Interlocutor: Donkey's Piss

The best translation work I have seen was Neil Gaiman's adaptation of Hayao Miyazaki's Princess Mononoke.

Granted, it was not a translation, but more of an adaptation of Studio Ghibli's work.

What struck me was Gaiman's approach to the whole thing. He didn't even know Japanese! WHat he did was to understand the whole thing inside out.

In order for you to translate, you cannot simply go about with a word-for-word replacement. This is why Google Translator - or any other automated construct - will never achieve the level of idea transfer and decoding that a great human translator can do.

If, say for example, you want to translate a Sherlock Holmes short story from English to Bahasa Malaysia. You need to know and realise the time period, sensibilities and language trends of the time when the piece was written. Why certain things were worded in such a way by the author.

You need to know the work, find out what it wanted to achieve, the state of mind of the author of the work, etc. Was (Sherlock Holmes creator) Arthur Conan Doyle a Protestant, a Catholic? When did he live? For whom was he writing? Which audience was his?

So, something like, "Lord Ridgemont brought the little negro from America as a riding instructor, and it was a most scandalous affair," would read differently then as it would now.

If that was written in the Daily Mail today, I would expect some sort of illicit sexual affair. A scandal!

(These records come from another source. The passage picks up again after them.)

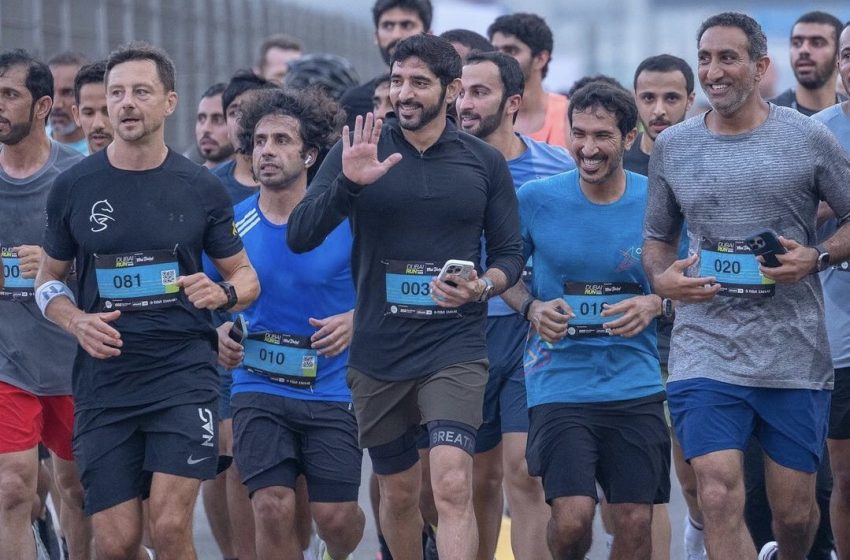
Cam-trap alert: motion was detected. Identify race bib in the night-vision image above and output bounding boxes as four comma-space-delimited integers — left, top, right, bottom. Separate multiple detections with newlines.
564, 282, 643, 337
242, 332, 319, 389
95, 251, 180, 311
699, 238, 776, 298
384, 261, 460, 319
0, 247, 35, 301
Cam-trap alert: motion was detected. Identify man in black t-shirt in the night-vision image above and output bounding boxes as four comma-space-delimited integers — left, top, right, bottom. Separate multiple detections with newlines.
36, 43, 259, 559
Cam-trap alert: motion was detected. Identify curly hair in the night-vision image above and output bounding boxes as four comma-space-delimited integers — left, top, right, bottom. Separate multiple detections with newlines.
239, 88, 345, 155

However, scandals used to mean many things instead of just sex, back in the day. Also, the word 'negro' is no longer accepted in respectable publications, and sometimes even in disrespectable ones.

It could certainly offend a lot of Blacks in America.

As a translator, you need to choose how to preserve the message.

I would translate that sentence as such: "Lord Ridgemont membawa pulang seorang budak kulit hitam dari Amerika, dan diberikan tugas sebagai pelatih menunggang kuda*. Tindakannya itu menjadi buah mulut orang."

See, you also need to know the current trneds and mentality of the language it is being translated to.

Gaiman wrote that he found a rather peculiar remark by one of the characters in Princess Mononoke.

"This soup tastes like water," the character's dialogue went.

Gaiman asked what does that mean, and was told that it was an insult.

"How insulting was this?" he asked.

"Very insulting."

However, that line, read to a Western audience, would not convey the same message, the same level of degradation.

So what Gaiman did was this: he rewrote it.

"This soup tastes like donkey piss," the Western voice actor said.

Simple, effective, and demonstrates as well as encapsulates the very essence of Gaiman's translation work and shows why he is indeed one of the Greats, and why he was given the job.

* EDIT: My translation was inaccurate.